In spite of advances in training, enhanced safety management systems and a commitment to zero safety incidents on every project and job site, construction continues to be one of the most dangerous industries in the United States, according to the OSHA.
One out of every five worker deaths in the U.S. are construction related. In addition to the enormous human toll, non-fatal injuries cost companies millions of dollars each year in work stoppage and lost productivity.
Over time, safety management has moved from a reactive culture that responds to events that have already happened to a proactive culture, that uses leading indicators as early warning signs of potential failure and, more recently, to predictive risk management using past performance data to anticipate future exposure.

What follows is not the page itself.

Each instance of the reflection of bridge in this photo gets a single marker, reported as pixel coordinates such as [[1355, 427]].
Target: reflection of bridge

"At Tellepsen Industrial, we're taking it several steps further," said Shawn Hicks, director of safety for Tellepsen Industrial. "We've developed a 24/7 Safety Blanket on our project sites that uses integrated smart devices to capture real-time safety and quality data to detect trends, and provide a leading, predictive indicator on near-future safety/quality incidents."
Tellepsen's approach combines worker-led safety and quality observations with multiple safety and quality data streams - everything from near misses and good catches to Safety Task Analysis (STAs), Quality Task Analysis (QTAs) and technology-driven productivity data for people, equipment and material - which is collected instantly at the time and place it is produced.
The data is filtered and fed into a platform Tellepsen calls the Safety Quality Heat Map (SQHM), which serves as the single source of truth for the "Safety Energy" of the project. Safety Energy, as defined by Tellepsen, is a leading indicator index that measures the overall health of a project or job site based on the number of proactive safety/quality activities, and the degree of engagement by project management and employees to promote and communicate safety and quality.
"The SQHM collects all the data and assigns an algorithm to each in an easy-to-read green, yellow and red format," said Hicks. "When one or more of the project's leading indicators show a trend from green to yellow, the SQHM provides a visual alert to the site team and corporate personnel signaling that the site needs intervention to curb the trend, or a corrective action plan to address it. If one of the factors turns red, it alerts the site team and corporate management to address the issue immediately."
Tellepsen also leverages the data to exploit positive trends that can be shared as lessons learned or best practices among employees and projects.
Currently, Tellepsen has deployed the SQHM on 15 sites and is using the data to enforce the productive culture seen across all its projects, while feeding the predictive trends into the baseline of future projects. This relentless feedback loop of data, along with continual analysis of the data, is driving Tellepsen's safety culture - from proactive, through predictive - and onto a future state of prescriptive execution.